I can’t say how much time has passed. Probably too much. It is hard to imagine that someone hasn’t noticed my absence from such an important event or Lysandir’s .
He looks up, his heated gaze threatening to consume me once more. “But all I want to do is carry you to my bed and mark you. Make you mine, if you’d have me.”
I would, damn it. In a heartbeat. But somehow, saying that out loud feels like it would make everything worse. I don’t need to dangle another carrot we can never reach.
So, I ignore that last comment. “You’re right, we should get back.”
Lysandir groans and slowly gets to his feet. “I’ll get you a flower first.”
“A flow—” I haven’t finished before he vanishes, only to reappear a minute later with a handful of the beautiful red blooms he gave me in the hedge maze, one of them still with roots and dirt dangling from the stem.
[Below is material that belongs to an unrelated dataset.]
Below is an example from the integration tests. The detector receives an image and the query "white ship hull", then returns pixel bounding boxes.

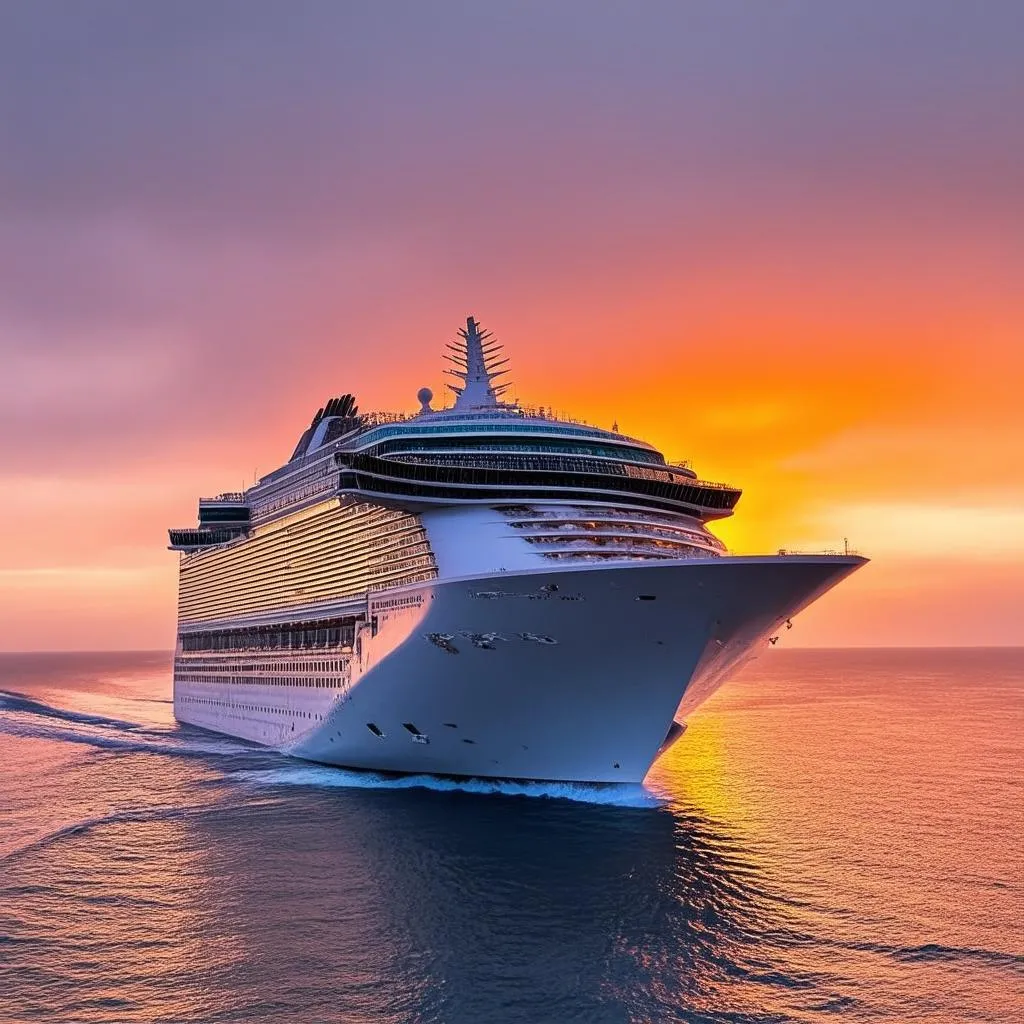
[175,555,863,782]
“Oh.” I press my thighs together and shift my stance. “That flower.”
He holds one out to me. “Just in case.”
“These might be my new favorite thing.” I take it and offer a sly grin in return as I stare at him from under my lashes.
Lysandir chuckles darkly. “Little temptress.”
Once my head is swimming from the nearly overwhelming floral scent, I add my stem to the pile he tossed onto a nearby table. The mess of flowers should be a saving grace, but the sight of them opens up a void inside my chest.
“We’ll make this work,” I say.
Lysandir looks over sharply at my somber tone.
“One way or another, we’ll be together. I’m yours. I promise.”
He swallows and holds out a hand for me, which I accept. “It’s unwise to make promises you can’t keep, especially in Faery.”
“Then I’ll have to make sure I keep it.”
His hand tightens on mine, but silence is his only reply before we shift away.